In 1563 Henry Est surrendered to the “Fleto” (famous London prison) and was granted pardon of outlawry passed on him for debt. 

In 1610 Edward Est was brought up at Worcester Quarter Sessions for an alleged assault on an ale house keeper of Yardley. 

In 1631 the same gentleman was brought up again, together with his son Thomas, on a charge of causing riot, and five years later the son Thomas was again charged at the Worcester Quarter Sessions with assault. 

In 1637 “certayne differences fell out” between Charles Dod and Thomas Est on account of Est’s “disgracefull words against ye Coate of Armes of ye sayd Charles Dod”.  Peace was restored by the mediation of James Archer, Vicar of Yardley. 

On the other hand, another son, also named Edward, managed to secure for himself a place on the other side of the law by becoming a Barrister of the Inner Temple in London, but he died in 1625 when only 27 years of age.
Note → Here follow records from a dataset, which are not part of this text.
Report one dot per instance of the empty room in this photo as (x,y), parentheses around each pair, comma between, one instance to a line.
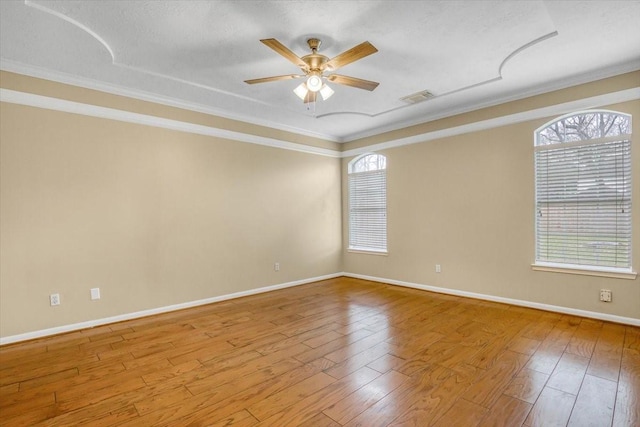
(319,213)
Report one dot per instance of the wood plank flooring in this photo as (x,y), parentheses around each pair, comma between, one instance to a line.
(341,352)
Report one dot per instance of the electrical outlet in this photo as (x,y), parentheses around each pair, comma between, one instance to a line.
(54,299)
(605,295)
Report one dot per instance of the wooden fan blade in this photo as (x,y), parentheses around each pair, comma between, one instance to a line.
(274,78)
(310,97)
(353,82)
(285,51)
(351,55)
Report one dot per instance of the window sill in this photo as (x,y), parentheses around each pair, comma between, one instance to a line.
(367,251)
(614,273)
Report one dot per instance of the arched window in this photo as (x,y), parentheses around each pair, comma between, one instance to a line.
(583,191)
(368,203)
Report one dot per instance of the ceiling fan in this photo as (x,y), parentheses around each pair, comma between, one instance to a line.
(314,66)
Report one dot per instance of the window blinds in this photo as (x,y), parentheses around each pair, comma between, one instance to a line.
(583,203)
(368,211)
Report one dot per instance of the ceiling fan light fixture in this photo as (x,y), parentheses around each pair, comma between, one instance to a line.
(301,91)
(326,92)
(314,82)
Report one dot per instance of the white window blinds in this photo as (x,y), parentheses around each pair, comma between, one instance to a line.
(368,204)
(583,191)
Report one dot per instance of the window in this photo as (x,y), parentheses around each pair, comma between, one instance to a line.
(368,203)
(583,192)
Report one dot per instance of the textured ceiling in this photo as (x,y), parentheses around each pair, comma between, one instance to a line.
(197,54)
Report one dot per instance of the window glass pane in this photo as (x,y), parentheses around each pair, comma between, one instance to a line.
(368,203)
(583,191)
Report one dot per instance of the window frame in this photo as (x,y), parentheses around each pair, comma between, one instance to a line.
(357,167)
(556,265)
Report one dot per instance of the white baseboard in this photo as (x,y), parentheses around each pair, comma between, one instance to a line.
(144,313)
(138,314)
(558,309)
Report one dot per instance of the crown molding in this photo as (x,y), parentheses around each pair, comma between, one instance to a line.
(553,110)
(87,83)
(39,101)
(539,90)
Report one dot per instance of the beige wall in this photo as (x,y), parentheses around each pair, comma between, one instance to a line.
(150,216)
(467,203)
(155,217)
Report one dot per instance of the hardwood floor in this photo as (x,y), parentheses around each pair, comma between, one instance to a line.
(341,352)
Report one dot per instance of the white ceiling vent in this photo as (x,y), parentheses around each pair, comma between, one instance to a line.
(417,97)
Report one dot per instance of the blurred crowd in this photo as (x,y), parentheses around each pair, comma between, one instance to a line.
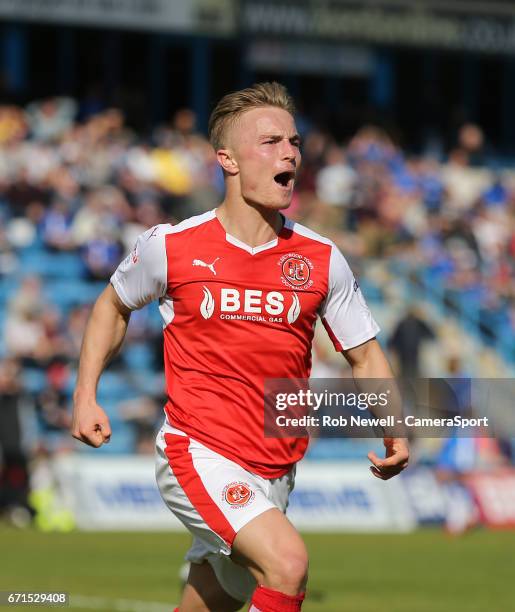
(85,186)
Of the others perhaps the last of the family who lived at Hay Hall is worthy of mention. He was another Edward Est who was born in 1633, and through an accident lost his sight when a small child. Bulpitt records “he got by heart all the scriptures of the old and new testaments, besides other religious works”. This is presumed to mean that he acquired a complete and thorough knowledge of these, which was no mean feat for a man living nearly three hundred years ago, and who was blind from childhood. He died a bachelor in 1703 in his seventieth year. 
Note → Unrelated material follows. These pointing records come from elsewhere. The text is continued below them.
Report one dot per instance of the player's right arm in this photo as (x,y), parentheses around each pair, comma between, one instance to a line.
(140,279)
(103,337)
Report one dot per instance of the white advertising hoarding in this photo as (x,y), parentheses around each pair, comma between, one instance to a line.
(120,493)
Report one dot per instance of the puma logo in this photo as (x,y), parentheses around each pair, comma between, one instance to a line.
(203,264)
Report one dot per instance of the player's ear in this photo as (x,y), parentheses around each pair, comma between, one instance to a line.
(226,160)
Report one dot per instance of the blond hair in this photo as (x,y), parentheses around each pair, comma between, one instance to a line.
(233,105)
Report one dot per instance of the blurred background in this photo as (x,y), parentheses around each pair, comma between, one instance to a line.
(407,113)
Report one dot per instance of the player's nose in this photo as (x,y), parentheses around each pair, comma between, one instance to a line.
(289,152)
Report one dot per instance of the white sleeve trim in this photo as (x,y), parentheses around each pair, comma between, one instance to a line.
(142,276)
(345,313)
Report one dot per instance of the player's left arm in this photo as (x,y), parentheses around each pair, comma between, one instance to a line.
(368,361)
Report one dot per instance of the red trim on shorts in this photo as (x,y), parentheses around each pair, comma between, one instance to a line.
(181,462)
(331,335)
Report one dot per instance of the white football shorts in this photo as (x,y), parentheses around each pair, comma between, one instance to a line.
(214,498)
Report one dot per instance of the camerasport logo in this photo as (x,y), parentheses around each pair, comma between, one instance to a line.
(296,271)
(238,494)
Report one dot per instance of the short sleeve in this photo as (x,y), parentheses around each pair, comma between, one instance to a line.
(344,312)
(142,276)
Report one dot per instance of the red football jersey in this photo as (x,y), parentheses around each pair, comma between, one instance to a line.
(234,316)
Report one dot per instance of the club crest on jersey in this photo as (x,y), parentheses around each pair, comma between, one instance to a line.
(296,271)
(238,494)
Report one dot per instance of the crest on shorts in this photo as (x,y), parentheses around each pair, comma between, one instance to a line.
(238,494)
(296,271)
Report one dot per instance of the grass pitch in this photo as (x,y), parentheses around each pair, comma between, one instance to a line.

After the death of Edward Est a number of families appear to have lived in the Hall for relatively short periods, and it changed hands frequently. It was also converted into two residences. 

Of all the many occupants of the Hall over the last one hundred and fifty years only one is of interest - a certain Dr. Gilby who was living at Hay Hall in 1810, for it was in this year that the Hall was damaged by fire. In Aris’s Birmingham Gazette of June 1810 a letter is published in which Dr. Gilby seeks to publicly express his great thanks to his neighbours for the prompt and ready assistance they gave in stopping the progress of a fire which threatened the complete destruction of the whole of his house. Dr. Gilby also did not omit his thanks to Mr. Simms, the organist at St. Philips (now the Cathedral Church of Birmingham) who happened to be staying in the house at the time. It is doubtful whether this fire was as severe as one would be led to believe by the tone of Dr. Gilby’s letter, as a considerable number of the roof timbers in the house today are considerably older than 1810. Dr. Gilby did not stay on at Hay Hall long after this fire, and he appears to have let the house from time to time to tenants, and 1852 the property was sold to James Deykin. A few years later James Deykin created a Trust, under which the income from the property was to benefit his daughter and her children and their heirs, and finally in 1917 the Deykin Trust sold the property and land to The Patent Butted Tube Company Limited for factory development.